Nach der Niederschlagung des JVP-Aufstands forderte die Regierung unter Präsident Premadasa die Inder ultimativ auf, die Insel zu verlassen. Die IPKF zogen dann 1990 endgültig aus Sri Lanka ab. Tamilische Nationalisten dankten die Tat und ermordeten 1991 bei einem Attentat im südindischen Tamil Nadu, den ehemalige Premierminister Indiens, Rajiv Gandhi.

Das Bindunuwewa-Rehabilitationscamp entstand 1990. Dort wurden zunächst jugendliche Singhalesen, Anhänger der JVP interniert. Erst später zogen die tamilischen Gefangenen, überwiegend Deserteure von der LTTE, ein. Ihre Ermordung war ein schwerer Schlag für alle Friedensbemühungen. Mit Bandarawela drohten die Geister der Vergangenheit. Die Tat war bestens geeignet, den Konflikt wieder zu verschärfen und alte Fronten erneut herzustellen.

Schon im Sommer war eine geplante Verfassungsänderung am Widerstand singhalesischer Nationalisten gescheitert. Die Regierung wollte mit der sogenannten Devolution mehr politische und Verwaltungsrechte an die Regionen vergeben. Dieser kleinen Autonomie sperrten sich die chauvinistischen Kräfte der Sinhala-Buddhisten. Nationalisten und Teile des buddhistischen Klerus bekämpften das Vorhaben erbittert. Für sie kam es einem ersten Schritt zur Teilung ihres heiligen Landes gleich.

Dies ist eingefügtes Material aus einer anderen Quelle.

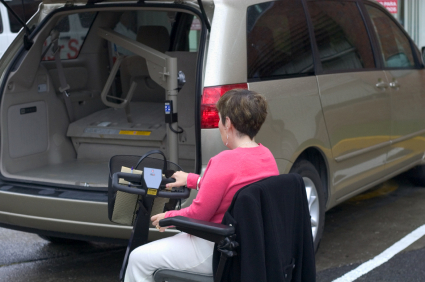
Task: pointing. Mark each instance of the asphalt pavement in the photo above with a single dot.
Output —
(356, 232)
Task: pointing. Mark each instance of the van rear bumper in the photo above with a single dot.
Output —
(67, 218)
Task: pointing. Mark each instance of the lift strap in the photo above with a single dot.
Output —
(64, 87)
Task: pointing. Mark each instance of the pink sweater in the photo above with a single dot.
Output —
(226, 173)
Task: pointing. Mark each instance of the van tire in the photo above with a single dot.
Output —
(60, 240)
(417, 175)
(315, 195)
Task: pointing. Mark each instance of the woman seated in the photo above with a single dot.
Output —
(242, 112)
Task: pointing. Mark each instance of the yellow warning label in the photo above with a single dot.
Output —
(152, 192)
(136, 132)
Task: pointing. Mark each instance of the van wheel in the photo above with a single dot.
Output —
(315, 197)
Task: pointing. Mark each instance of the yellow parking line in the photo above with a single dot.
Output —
(384, 189)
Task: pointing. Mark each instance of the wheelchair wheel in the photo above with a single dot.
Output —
(315, 197)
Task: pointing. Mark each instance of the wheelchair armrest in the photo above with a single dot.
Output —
(210, 231)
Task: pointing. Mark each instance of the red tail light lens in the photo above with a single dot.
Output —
(210, 97)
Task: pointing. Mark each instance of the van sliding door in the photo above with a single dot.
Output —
(406, 87)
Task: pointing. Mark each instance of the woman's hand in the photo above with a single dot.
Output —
(181, 179)
(155, 221)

Für sie ist Sri Lanka die heilige Insel des Buddhismus, in einer 2500-jährigen Geschichte von Singhalesen beherrscht - wenn sie dabei nicht gerade von tamilischen Herrschern unterbrochen wurden.

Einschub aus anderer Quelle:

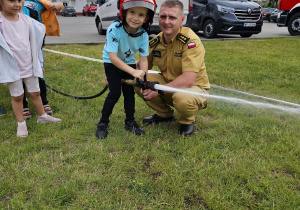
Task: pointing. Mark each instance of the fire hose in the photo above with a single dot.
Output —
(155, 86)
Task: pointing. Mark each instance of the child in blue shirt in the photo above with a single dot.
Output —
(123, 39)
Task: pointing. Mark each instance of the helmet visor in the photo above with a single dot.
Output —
(130, 4)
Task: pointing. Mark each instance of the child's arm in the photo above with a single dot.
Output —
(123, 66)
(143, 63)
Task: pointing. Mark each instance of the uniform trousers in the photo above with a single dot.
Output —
(185, 104)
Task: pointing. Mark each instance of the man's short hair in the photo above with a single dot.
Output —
(173, 3)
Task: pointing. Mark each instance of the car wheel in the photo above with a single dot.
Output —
(294, 25)
(209, 29)
(100, 29)
(245, 35)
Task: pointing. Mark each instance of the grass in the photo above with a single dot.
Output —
(241, 157)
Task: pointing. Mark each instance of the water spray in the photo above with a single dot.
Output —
(155, 86)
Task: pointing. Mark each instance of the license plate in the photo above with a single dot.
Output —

Den tamilischen Vertretern im Parlament ging der Vorschlag für die Verfassung hingegen nicht weit genug.

Den Fortgang des Krieges störte dies indes nicht sonderlich.

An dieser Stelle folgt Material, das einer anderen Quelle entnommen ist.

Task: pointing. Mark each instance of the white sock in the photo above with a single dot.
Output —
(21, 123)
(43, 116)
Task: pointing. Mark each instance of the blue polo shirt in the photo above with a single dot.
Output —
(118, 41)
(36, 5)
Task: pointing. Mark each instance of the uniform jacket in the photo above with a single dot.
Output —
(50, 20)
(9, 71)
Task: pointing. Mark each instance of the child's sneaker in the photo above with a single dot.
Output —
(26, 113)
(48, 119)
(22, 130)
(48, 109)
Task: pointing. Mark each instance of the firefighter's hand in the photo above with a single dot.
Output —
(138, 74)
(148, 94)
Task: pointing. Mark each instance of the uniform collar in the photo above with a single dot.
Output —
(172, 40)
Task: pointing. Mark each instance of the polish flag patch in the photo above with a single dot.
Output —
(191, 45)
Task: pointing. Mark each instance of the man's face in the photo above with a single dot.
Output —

Allenfalls vor den Wahlen.
Da begann die Armee noch eine Offensive auf der weitgehend tamilisch bewohnten Halbinsel Jaffna im Norden der Insel. Die dabei erzielten Geländegewinne waren ausgesprochen kostspielig. Sowohl die LTTE als auch die Regierungstruppen erlitten schwere Verluste. Zu den durch die Luftwaffe getroffenen Zielen gehören dabei die weltüblichen Kolateralschäden an der überwiegend tamilischen Zivilbevölkerung.

Der Westen nimmt die regelmäßigen Bombenattentate im Hintergrund der Nachrichtensendungen war. Bombenattentate begleiteten auch den Wahlkampf. Auf Wahlveranstaltungen der regierenden Volksallianz starben allein durch Bombenattentate 41 Menschen. Als verantwortlich hierfür gilt die LTTE.
Zufällig nahm der Westen, durch das Ableben von
Sirimavo Bandaranaike, die kurz nach Abgabe ihrer Stimme starb, von den Parlamentswahlen auf Sri Lanka Kenntnis und erfuhr schließlich, einige Wochen später von Myilvaganam Nimalrajan.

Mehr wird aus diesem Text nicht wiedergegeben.